Josep Vicent Lerma
Ricardo González Villaescusa
Las Provincias, 11 de diciembre de 1993
Queremos aprovechar la oportunidad que nos brinda la celebración de la I Reunión Internacional sobre Patrimonio Arqueológico en torno a los modelos de gestión de la cosa arqueológica, para aportar algunas reflexiones sobre el desarrollo de las actividades arqueológicas en la Comunidad Valenciana durante la última década, y ello en la medida en que es precisamente en los ochenta cuando empieza a conformarse la figura del arqueólogo “profesional”. Hasta entonces la práctica de la arqueología se había circunscrito a los ámbitos universitarios e instituciones académicas tanto nacionales como extranjeras. Será a partir de aquellos años, al albur de una nueva sensibilidad social hacia el patrimonio cultural y, en particular, hacia los nuevos descubrimientos arqueológicos, cuando se pongan en marcha ambiciosos proyectos arqueológicos en ciudades tales como Zaragoza, Valencia o Barcelona. Paralelamente, el proceso de transferencia desde el estado central a las autonomías, de las competencias administrativas en la materia que nos ocupa, conllevó un considerable crecimiento de las denominadas “excavaciones de urgencia”, rurales o urbanas, que generaron una problemática específica, así como una particular “clase” de arqueólogo, ligados en muchas ocasiones a la existencia de “museos” locales, de la que no nos ocuparemos en esta ocasión.
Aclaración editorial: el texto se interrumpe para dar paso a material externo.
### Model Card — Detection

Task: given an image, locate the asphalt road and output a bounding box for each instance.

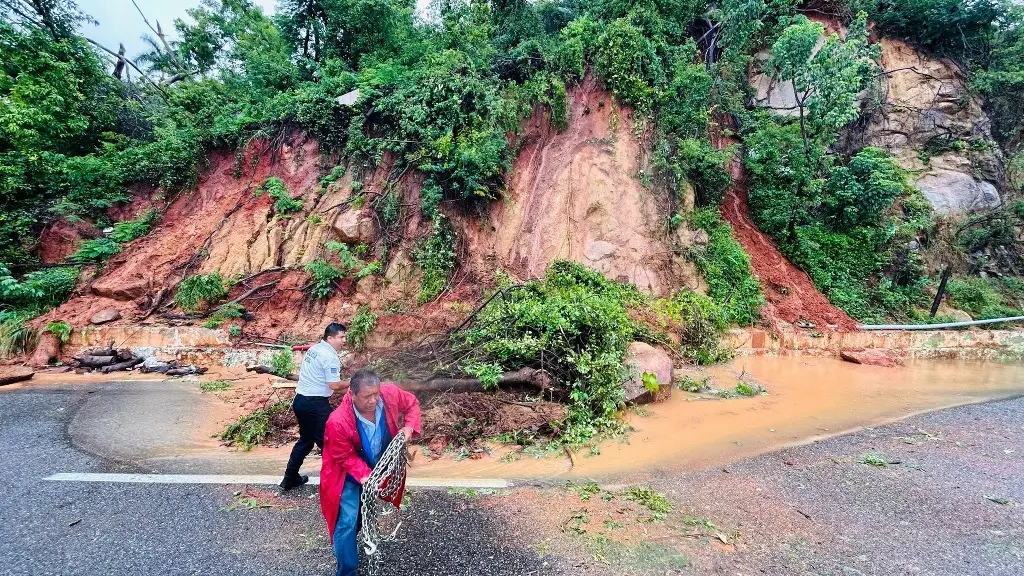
[0,384,560,576]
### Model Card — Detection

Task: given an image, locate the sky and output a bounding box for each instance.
[78,0,278,57]
[78,0,427,57]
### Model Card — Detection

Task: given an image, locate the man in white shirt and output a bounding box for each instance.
[281,322,348,490]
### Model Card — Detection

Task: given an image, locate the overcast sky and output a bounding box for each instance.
[78,0,278,57]
[78,0,427,57]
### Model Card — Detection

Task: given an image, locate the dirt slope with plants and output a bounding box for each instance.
[722,156,857,331]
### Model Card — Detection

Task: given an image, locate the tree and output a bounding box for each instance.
[767,12,878,158]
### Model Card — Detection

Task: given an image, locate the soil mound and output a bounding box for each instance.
[722,160,857,332]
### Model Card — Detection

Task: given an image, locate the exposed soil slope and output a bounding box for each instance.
[468,77,699,295]
[722,160,857,331]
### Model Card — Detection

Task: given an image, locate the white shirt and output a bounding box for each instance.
[295,340,341,398]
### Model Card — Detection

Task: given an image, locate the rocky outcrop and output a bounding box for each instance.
[863,39,1004,213]
[89,308,121,324]
[751,32,1005,214]
[623,342,675,404]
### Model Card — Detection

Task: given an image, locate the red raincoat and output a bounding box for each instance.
[319,383,423,541]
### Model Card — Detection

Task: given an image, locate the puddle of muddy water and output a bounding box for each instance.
[412,357,1024,481]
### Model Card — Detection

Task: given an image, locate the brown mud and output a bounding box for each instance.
[403,357,1024,482]
[716,132,857,332]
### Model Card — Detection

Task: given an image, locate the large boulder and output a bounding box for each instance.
[623,342,675,404]
[918,170,999,214]
[840,348,903,368]
[89,308,121,324]
[331,210,377,244]
[90,275,153,301]
[0,366,36,386]
[29,332,60,367]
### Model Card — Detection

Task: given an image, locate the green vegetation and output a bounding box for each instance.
[46,321,72,344]
[413,214,457,304]
[269,349,296,378]
[623,486,674,520]
[743,13,932,322]
[946,278,1024,320]
[203,302,245,331]
[256,176,302,216]
[220,400,292,450]
[689,207,764,326]
[305,242,382,299]
[453,261,652,444]
[174,272,227,313]
[345,305,377,349]
[858,452,889,468]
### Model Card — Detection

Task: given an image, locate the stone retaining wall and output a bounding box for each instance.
[725,329,1024,361]
[65,326,1024,366]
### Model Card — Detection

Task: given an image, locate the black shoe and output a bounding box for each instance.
[280,475,309,491]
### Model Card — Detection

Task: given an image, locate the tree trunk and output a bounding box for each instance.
[398,368,555,393]
[928,265,951,318]
[99,358,142,374]
[75,355,117,368]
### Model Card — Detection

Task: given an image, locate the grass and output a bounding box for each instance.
[199,380,230,392]
[858,452,889,468]
[0,314,39,358]
[270,349,295,378]
[220,400,292,451]
[623,486,674,520]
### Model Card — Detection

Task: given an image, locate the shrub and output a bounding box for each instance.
[460,260,650,444]
[174,272,227,313]
[46,321,72,344]
[345,305,377,349]
[0,264,79,316]
[689,207,764,326]
[270,349,295,378]
[111,210,158,244]
[0,313,39,358]
[220,400,292,450]
[256,176,302,216]
[946,278,1024,320]
[71,238,121,264]
[413,214,457,304]
[304,259,345,298]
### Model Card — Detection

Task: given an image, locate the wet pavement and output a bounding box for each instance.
[0,375,1024,576]
[0,384,559,576]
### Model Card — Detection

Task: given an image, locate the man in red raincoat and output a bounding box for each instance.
[319,369,421,576]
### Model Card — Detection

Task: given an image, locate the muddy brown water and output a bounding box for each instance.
[411,357,1024,482]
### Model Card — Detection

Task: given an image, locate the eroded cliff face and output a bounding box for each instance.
[864,39,1005,213]
[38,79,699,347]
[466,73,699,295]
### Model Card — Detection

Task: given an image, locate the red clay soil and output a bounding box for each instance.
[722,160,857,332]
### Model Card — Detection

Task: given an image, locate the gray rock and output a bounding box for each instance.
[332,210,376,244]
[89,308,121,324]
[916,170,999,214]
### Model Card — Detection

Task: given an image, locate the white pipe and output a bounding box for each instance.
[857,316,1024,330]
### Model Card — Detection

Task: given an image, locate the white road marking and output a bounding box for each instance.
[43,472,512,489]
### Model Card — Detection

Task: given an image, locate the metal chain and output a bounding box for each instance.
[359,434,408,574]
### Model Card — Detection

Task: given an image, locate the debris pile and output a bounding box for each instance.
[74,341,207,376]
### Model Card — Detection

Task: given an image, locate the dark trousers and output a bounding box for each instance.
[285,394,331,478]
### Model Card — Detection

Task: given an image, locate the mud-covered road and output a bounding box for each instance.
[0,377,1024,576]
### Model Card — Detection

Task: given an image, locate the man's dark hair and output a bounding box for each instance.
[348,368,381,395]
[324,322,345,340]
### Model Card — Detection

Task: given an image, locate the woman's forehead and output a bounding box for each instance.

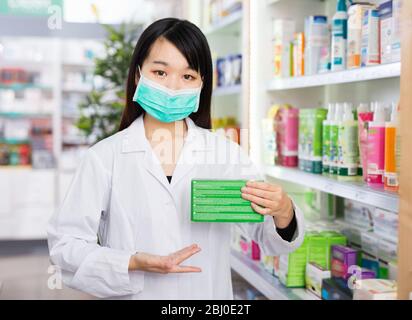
[146,38,190,70]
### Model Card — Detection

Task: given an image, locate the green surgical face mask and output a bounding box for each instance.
[133,68,202,123]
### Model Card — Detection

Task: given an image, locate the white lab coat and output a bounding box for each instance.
[48,116,304,300]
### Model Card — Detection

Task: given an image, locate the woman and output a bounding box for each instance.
[48,18,304,299]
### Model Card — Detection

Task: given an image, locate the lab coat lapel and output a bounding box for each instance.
[122,116,211,197]
[122,116,172,196]
[171,118,210,187]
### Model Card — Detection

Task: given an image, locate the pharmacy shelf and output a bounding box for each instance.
[0,83,53,91]
[213,84,242,97]
[63,85,93,94]
[230,250,319,300]
[204,10,243,36]
[264,166,399,212]
[267,0,281,6]
[0,112,53,118]
[267,62,401,91]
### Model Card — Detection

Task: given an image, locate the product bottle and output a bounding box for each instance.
[338,103,359,181]
[358,103,373,182]
[329,103,343,174]
[367,103,386,185]
[275,105,299,167]
[309,108,327,174]
[384,104,400,192]
[331,0,348,71]
[322,103,335,174]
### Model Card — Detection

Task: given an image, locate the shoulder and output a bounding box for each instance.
[197,128,249,161]
[81,129,127,171]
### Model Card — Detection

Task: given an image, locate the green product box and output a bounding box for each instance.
[307,109,328,174]
[279,236,308,288]
[279,231,347,288]
[315,231,347,270]
[307,231,347,270]
[191,180,264,222]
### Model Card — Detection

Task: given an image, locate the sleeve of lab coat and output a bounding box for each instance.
[47,149,144,298]
[227,141,305,256]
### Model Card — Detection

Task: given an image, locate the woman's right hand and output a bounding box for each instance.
[129,244,202,274]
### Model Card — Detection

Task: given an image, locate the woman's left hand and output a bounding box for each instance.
[241,181,294,229]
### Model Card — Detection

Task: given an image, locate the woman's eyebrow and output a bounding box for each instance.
[152,60,169,67]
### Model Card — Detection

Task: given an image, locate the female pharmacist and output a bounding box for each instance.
[48,18,304,300]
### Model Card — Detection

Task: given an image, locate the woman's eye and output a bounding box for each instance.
[183,74,195,81]
[154,70,166,78]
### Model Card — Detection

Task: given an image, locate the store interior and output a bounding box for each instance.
[0,0,412,300]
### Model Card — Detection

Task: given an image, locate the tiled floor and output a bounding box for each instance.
[0,241,93,300]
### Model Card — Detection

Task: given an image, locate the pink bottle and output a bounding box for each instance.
[367,104,386,186]
[251,240,260,261]
[276,106,299,167]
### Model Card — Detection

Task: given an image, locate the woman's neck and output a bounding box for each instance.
[143,113,188,140]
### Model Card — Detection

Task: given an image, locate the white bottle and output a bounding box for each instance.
[322,103,335,174]
[338,103,359,180]
[331,0,348,71]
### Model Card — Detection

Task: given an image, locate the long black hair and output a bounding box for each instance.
[119,18,213,131]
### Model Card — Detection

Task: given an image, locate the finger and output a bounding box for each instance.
[241,187,281,200]
[242,193,277,208]
[171,266,202,273]
[250,202,271,216]
[246,180,282,191]
[173,246,201,264]
[171,244,199,256]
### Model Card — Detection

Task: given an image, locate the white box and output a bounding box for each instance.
[361,9,380,67]
[353,279,397,300]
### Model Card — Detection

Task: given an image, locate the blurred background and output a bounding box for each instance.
[0,0,260,299]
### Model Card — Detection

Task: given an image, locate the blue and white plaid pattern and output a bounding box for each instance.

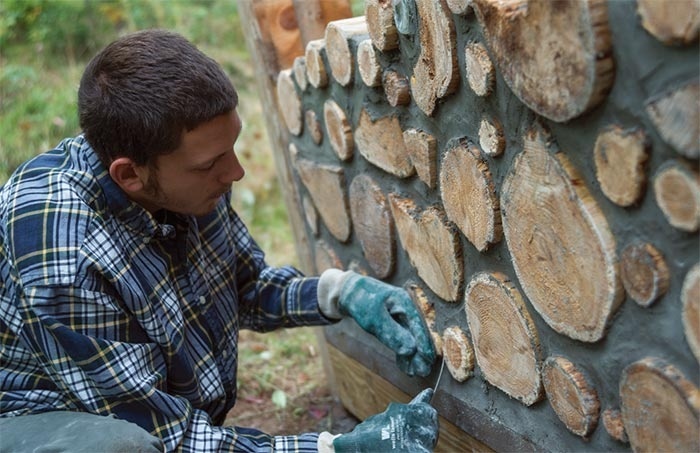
[0,136,329,452]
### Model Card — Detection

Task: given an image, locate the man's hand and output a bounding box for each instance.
[333,389,438,453]
[338,273,435,376]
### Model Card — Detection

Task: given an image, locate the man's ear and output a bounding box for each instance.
[109,157,148,194]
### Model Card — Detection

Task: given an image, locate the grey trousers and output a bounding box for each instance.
[0,411,165,453]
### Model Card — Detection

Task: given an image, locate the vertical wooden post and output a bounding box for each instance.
[238,0,351,406]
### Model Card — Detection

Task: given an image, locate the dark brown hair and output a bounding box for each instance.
[78,30,238,165]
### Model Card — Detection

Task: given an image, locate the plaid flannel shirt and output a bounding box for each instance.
[0,136,330,452]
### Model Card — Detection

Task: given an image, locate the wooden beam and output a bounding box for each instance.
[328,345,493,453]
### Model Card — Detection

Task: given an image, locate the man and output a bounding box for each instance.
[0,30,437,452]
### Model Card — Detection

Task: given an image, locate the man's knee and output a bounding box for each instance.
[0,411,164,453]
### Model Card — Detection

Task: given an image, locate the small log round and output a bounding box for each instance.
[295,158,352,242]
[479,118,506,157]
[464,272,543,406]
[277,69,304,135]
[301,195,319,236]
[404,281,443,356]
[350,174,396,279]
[354,109,415,178]
[620,357,700,452]
[620,242,669,307]
[304,110,323,145]
[326,16,367,86]
[542,356,600,439]
[389,193,464,302]
[440,140,503,252]
[292,56,309,91]
[473,0,615,122]
[464,42,496,96]
[411,0,459,116]
[304,39,328,88]
[603,409,630,444]
[501,124,624,342]
[382,70,411,107]
[314,239,343,274]
[681,264,700,362]
[637,0,700,45]
[323,99,355,161]
[646,81,700,159]
[593,125,648,206]
[357,39,382,87]
[403,129,437,189]
[442,326,475,382]
[654,161,700,233]
[445,0,472,14]
[365,0,399,51]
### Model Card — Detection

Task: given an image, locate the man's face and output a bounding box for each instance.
[137,110,245,216]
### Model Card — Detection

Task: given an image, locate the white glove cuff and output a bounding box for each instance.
[316,431,340,453]
[316,269,354,319]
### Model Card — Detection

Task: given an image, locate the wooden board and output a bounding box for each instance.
[464,272,544,406]
[501,122,624,342]
[473,0,614,122]
[620,357,700,452]
[328,345,493,453]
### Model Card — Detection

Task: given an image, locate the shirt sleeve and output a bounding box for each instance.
[3,287,318,453]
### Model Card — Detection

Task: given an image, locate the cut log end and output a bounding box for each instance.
[350,174,396,278]
[305,39,328,88]
[442,326,475,382]
[603,409,629,444]
[304,110,323,145]
[681,264,700,362]
[389,193,464,302]
[440,140,503,252]
[501,125,624,342]
[403,129,437,189]
[404,281,443,356]
[620,242,669,307]
[593,126,648,206]
[654,161,700,233]
[464,272,543,406]
[479,118,506,157]
[465,42,496,96]
[382,70,411,107]
[357,39,382,87]
[620,357,700,451]
[637,0,700,45]
[365,0,399,52]
[323,99,355,161]
[542,356,600,439]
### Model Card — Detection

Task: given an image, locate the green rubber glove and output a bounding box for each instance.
[333,389,438,453]
[338,274,435,376]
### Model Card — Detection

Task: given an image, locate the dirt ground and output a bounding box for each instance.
[224,332,358,435]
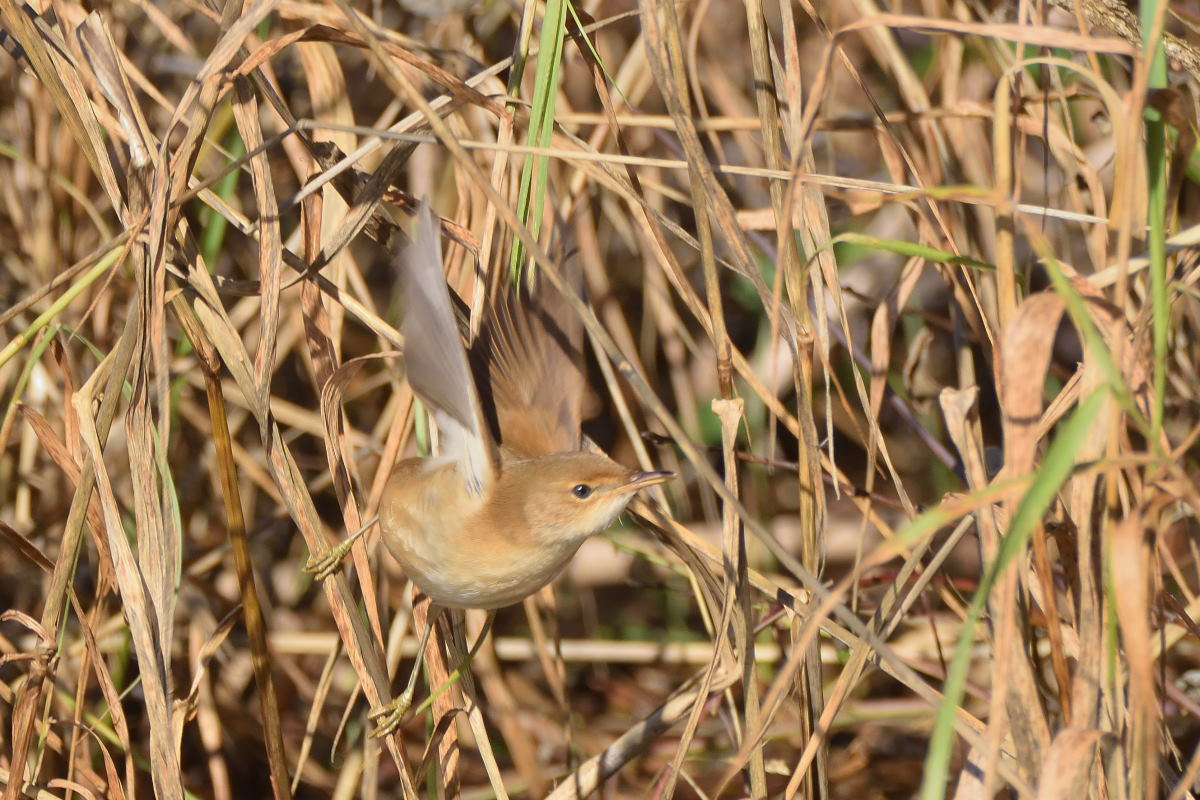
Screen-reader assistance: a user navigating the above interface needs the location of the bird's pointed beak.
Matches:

El tiempo transcurrido autoriza a plantear un balance de la arqueología urbana, que con escasas y dignas excepciones no puede considerarse en su conjunto como positivo. Nos encontramos ante un escenario en el que las memorias científicas (reglamentarias) son rara avis y no se da la necesaria reelaboración de la ingente cantidad de información en bruto que surge de las entrañas de nuestras ciudades. Esta, acaba acumulándose en depósitos carentes de las necesarias condiciones museísticas, incapaces de garantizar, siquiera la propia preservación de los restos materiales exhumados, sobre cuya situación física y legal, la administración prefiere soslayar o simplemente ignorar, en la medida en que se garantice la posibilidad de continuar efectuando ilimitadamente depósitos en los mismos de los materiales generados en excavaciones. En consecuencia, nos encontramos ante la “sal gruesa” de una arqueología no planificada, y en este sentido, a remolque de dinámicas urbanísticas y especulativas que le son ajenas, y que tras centenares de intervenciones que han supuesto considerables inversiones de caudales públicos y de tiempo, seguimos sin tener respuestas a las cuestiones centrales de la historia de nuestras ciudades. Estos hechos debieran ser suficientes por si mismos para poner de manifiesto la notable desproporción entre los enormes recursos empleados y los conocimientos científicos que de ellos se han desprendido, lo que no puede valorarse más que como un dispendio, que en última instancia no conduce a otra cosa que no sea tranquilizar la conciencia pública, dando la apariencia de formalidad administrativa a una actividad cada vez menos científica. En este sentido no es aceptable que en ocasiones sean las propias administraciones las que avalan la existencia de dos arqueologías: la científica y la de gestión. Maniqueísmo de funestas consecuencias para la investigación del pasado histórico, materializado en las figuras del arqueólogo institucional, cuya justificación radica en el interés científico, y la del arqueólogo profesional, cuya subsistencia personal depende de la concatenación de excavaciones, sobre las que le es imposible detenerse a estudiar sus consecuencias intelectuales. Así, habrá que aceptar que no debe darse más que una sola arqueología cuyo método y fines son universales y únicos.
A modo de conclusión cabe señalar que esta dualidad obedece parcialmente al gradual proceso de cambio que ha experimentado la financiación de las intervenciones arqueológicas, que ha pasado de ser fundamentalmente pública a recaer directamente sobre los propios promotores urbanísticos, sin que ello cuente con el sustento de ninguna base legal. Quede claro, en este sentido, que nos declaramos absolutamente partidarios de la financiación privada de este tipo de trabajos, pero que ello exige que la administración competente, se dote de sólidos marcos legales a través de propuestas legislativas como la Ley de Patrimonio Histórico Valenciano, en la que se contempla dicho modelo de financiación para los centros históricos.